O texto porém, vai ensinar que, por maiores que sejam as tragédias, nada vai acontecer sem a permissão de Deus – Satanás não é livre para fazer o que deseja. Ele age por permissão. Ele não é soberano, nem tem todo poder. Sua ação é limitada pela liberdade delimitada por Deus.

Jesus menciona isto para Pedro. Quando Satanás quis colocá-lo à prova, ele teve que fazer um requerimento a Deus e Jesus afirmou: "todavia roguei ao Pai para que não desfalecesse".  Satanás também quis "peneirar" Pedro, e só não o fez porque não teve permissão. Deus nunca perde o controle da história. Os céus nunca são pegos de surpresa.

Princípios:

1.     Vivemos num mundo estruturalmente ambíguo - As forças espirituais do mal tentam nos destruir, aparentemente vivemos num mundo cego e impessoal, mas os relatos bíblicos nos ajudam a criar uma percepção de sobrenaturalidade. Precisamos ver além da história, do comum, do ordinário e ter uma âncora firme, que contemple os céus. Apesar da dor continuar sendo um mistério, devemos perseverar em nossa confiança em Deus.

2.     Não há no texto uma ideia maniqueísta de Deus-Jó-diabo. O maniqueísmo afirma que Deus e o diabo vivem "competindo" num mesmo pé de igualdade. O texto bíblico demonstra exatamente o contrário: Deus e o do diabo não colocados num mesmo nível de poder. Deus não corre o risco de perder. Deus é Senhor absoluto, “os dons e a vocação de Deus são irrevogáveis”. Deus não é de se aventurar. A vida de José do Egito é outra história que nos mostra claramente isto. Quando Deus chama, ele cuida até o final. Seus propósitos são executados de acordo com seus planos.

3.     Não devemos abrir mão de Deus por causa da tribulação  - A vida de nos revela isto ( 1.9-10). Jó não negocia sua relação com Deus, porque o mais importante não era sair da dor, mas glorificar a Deus no meio da dor. Em todas as circunstâncias, “Jó não pecou, nem atribuiu a Deus falta alguma” (Jó 1.22). Quaisquer que sejam as circunstâncias, nunca devemos nos  esquecer que Deus é o Senhor absoluto da história e trabalha a favor daquele que ele ama.

4.     Feche-se a tentação do porque. Sofremos mais pelos “porquês“ que pelos fatos em si mesmo. O nosso porque é extremamente egoísta. Porque comigo?  Implicitamente estamos dizendo que somos merecedores de um tratamento vip?  A pergunta mais certa seria, “Por que não comigo?“ Os companheiros de Jó tiveram muitos problemas depois que tentaram “explicar” o sofrimento dele.
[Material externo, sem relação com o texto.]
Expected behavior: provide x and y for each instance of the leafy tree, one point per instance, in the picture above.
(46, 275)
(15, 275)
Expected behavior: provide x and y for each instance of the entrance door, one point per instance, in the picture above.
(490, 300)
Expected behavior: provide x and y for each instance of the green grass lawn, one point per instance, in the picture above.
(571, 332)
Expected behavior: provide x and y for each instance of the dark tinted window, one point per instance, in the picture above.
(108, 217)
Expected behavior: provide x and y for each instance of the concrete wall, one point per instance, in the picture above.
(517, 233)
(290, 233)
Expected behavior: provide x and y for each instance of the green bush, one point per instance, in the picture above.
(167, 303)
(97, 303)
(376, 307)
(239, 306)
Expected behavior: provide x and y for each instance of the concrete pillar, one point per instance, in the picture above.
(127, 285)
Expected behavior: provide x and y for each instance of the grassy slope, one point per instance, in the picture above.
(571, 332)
Quase sempre as tentativas de explicação são desastrosas:

-É a vontade de Deus...
-Se você tivesse fé...
-Se você estivesse na igreja.. .
-Se você não tivesse pecado...

O fato dos amigos de Jó o condenaram, acrescenta dor à sua dor. Agora ele não tem mais o sofrimento físico, real e brutal, mas o espiritual: "Será que errei? Será que fiz algo e por isto estou recebendo uma punição divina?" . Ao colocar Jó como responsável espiritualmente pelo seu sofrimento, os amigos trazem mais dor, culpa e aflição. Muitas vezes, o melhor instrumento de consolo é o silêncio. Melhor ficar em silêncio que tentar explicar a dor. Uma das coisas que a Palavra de Deus nos ensina claramente é que Deus usa toda dor para o bem. “Vós intentastes o mal, mas Deus transformou o mal em bem, como hoje vedes“ (Gn 50.15).
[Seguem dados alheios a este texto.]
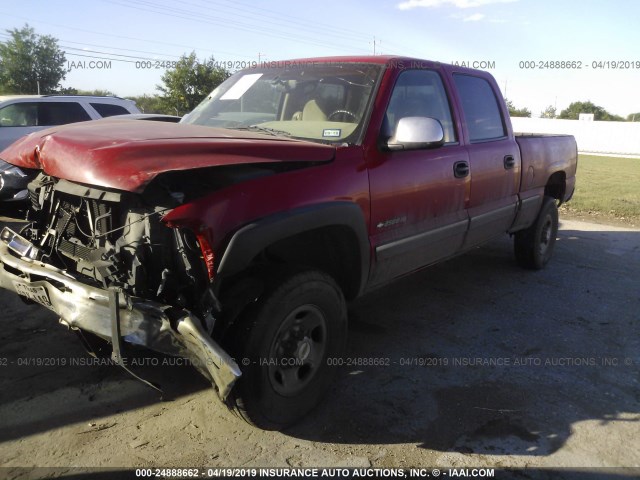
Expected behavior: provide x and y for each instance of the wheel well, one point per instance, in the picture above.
(331, 249)
(556, 186)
5.     Precisamos tomar cuidado para não agredir inconscientemente a Deus - Deus é Todo-Poderoso mas não evitou a tragédia de Jó. Isto pode gerar em nós uma relação de suspeita e desconfiança sobre o seu caráter. Muitos dos nossos “porquês“ não são perguntas, mas agressões a Deus.  O sofrimento é sempre o momento no qual Deus demonstra que é Senhor da vida, tanto nos momentos claros, quanto nos momentos de contradição. Agostinho entendeu isto claramente ao afirmar: “Tu estavas comigo, mas eu não estava contigo”.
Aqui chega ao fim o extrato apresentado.